AIMARD SOUNDS FRENCH AT CARNEGIE HALL

ClassicsToday

Carnegie Hall, New York, N.Y.; October 20, 2005

When witnessing pianist Pierre-Laurent Aimard’s myriad musical qualities in action, the most striking is remarkable for its absence: the stamp of the pianist himself. Aimard’s playing, while replete with confidence and finesse, manages always to serve the music rather than the ego. His daring rubato in the first of four Debussy preludes that opened his recent program, “Danseuses de Delphes,” cast this gem in a stark, altogether un-“impressionistic” light. The pianist achieved a startling range of expressive tones in “Le Vent dans la plaine” and added new color to “Les Sons et les parfums tournent dans l’air du soir.” In “La Danse de Puck,” Aimard brought crystalline clarity to the whirling (Shakespearian?) rhythms, invoking his own mastery of Ligeti, who has called Aimard “the leading performer of contemporary piano music.”

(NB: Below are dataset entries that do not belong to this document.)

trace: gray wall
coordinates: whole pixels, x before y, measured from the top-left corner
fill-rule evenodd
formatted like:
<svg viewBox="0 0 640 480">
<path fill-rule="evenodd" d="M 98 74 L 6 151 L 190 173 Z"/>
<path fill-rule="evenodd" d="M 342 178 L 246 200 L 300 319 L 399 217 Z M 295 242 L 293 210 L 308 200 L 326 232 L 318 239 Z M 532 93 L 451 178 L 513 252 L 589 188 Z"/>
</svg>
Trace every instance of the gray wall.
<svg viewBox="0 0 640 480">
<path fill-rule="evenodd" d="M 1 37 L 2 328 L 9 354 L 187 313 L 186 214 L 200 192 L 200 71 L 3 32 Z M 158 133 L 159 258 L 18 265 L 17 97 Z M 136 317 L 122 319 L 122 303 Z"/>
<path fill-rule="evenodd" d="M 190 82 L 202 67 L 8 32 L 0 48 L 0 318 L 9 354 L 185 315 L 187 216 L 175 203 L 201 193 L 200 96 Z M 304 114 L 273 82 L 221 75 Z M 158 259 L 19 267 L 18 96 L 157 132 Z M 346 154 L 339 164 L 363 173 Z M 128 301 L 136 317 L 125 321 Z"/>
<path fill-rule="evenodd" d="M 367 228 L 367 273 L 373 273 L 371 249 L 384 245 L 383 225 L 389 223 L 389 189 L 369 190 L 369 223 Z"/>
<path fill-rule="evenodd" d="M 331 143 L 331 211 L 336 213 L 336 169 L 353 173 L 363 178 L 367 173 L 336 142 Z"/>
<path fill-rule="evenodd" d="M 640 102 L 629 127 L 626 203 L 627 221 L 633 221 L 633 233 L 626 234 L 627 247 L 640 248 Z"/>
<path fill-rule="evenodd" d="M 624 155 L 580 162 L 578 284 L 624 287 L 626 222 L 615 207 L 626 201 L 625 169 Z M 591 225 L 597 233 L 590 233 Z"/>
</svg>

Aimard substantiated this designation when he unraveled the thorny, intertwined lines of Boulez’s Piano Sonata No. 1. Even those concertgoers who believe Boulez should be seen but not heard must have taken some delight at hearing emancipated inner voices sparkling in pointillistic tranquility. Closing the first half, Aimard lent Ravel’s Gaspard de la nuit a dramatic orchestral srength, without feeling the need to display brute force, even in fortissimo passagework.

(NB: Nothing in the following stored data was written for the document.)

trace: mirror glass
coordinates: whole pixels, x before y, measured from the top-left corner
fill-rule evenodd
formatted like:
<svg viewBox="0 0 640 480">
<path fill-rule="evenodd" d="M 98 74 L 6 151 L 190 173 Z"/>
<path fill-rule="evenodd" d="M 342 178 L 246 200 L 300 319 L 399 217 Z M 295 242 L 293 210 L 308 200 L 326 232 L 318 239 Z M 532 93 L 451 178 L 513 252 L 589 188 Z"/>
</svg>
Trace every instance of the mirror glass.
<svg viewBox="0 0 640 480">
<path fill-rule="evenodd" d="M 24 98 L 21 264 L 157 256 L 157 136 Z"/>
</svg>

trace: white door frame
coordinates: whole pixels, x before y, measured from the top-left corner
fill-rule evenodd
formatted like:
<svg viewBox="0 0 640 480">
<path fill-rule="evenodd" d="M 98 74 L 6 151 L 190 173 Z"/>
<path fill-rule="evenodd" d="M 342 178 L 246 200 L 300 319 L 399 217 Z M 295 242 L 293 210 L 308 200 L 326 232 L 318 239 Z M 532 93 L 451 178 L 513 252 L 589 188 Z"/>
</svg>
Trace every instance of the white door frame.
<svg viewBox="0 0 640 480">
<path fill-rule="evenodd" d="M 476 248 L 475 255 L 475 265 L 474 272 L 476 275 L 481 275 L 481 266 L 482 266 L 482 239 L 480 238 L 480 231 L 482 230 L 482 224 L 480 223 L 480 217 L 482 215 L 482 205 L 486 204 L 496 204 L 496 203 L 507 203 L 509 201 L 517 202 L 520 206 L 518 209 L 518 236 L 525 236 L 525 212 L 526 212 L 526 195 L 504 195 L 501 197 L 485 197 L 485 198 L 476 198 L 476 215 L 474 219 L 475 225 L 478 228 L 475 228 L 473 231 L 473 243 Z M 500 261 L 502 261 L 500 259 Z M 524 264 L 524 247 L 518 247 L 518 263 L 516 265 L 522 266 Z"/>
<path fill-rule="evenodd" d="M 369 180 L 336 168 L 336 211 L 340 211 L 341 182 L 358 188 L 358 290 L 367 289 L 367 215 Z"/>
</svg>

In the second half, Aimard turned the homogenous vignettes of Schumann’s Carnaval into his own Pictures at an Exhibition, so vivid were his interpretations. As an encore, he wished Mr. Boulez a happy birthday and whipped off his old mentor’s Notation No. 4 as though he were playing a Bach minuet. He tempered this detonation with a beloved Debussy Prelude, “La fille au cheveux de lin,” played with such warm pianissimo that some of us were able to recall the flaxen hair of la fille in question.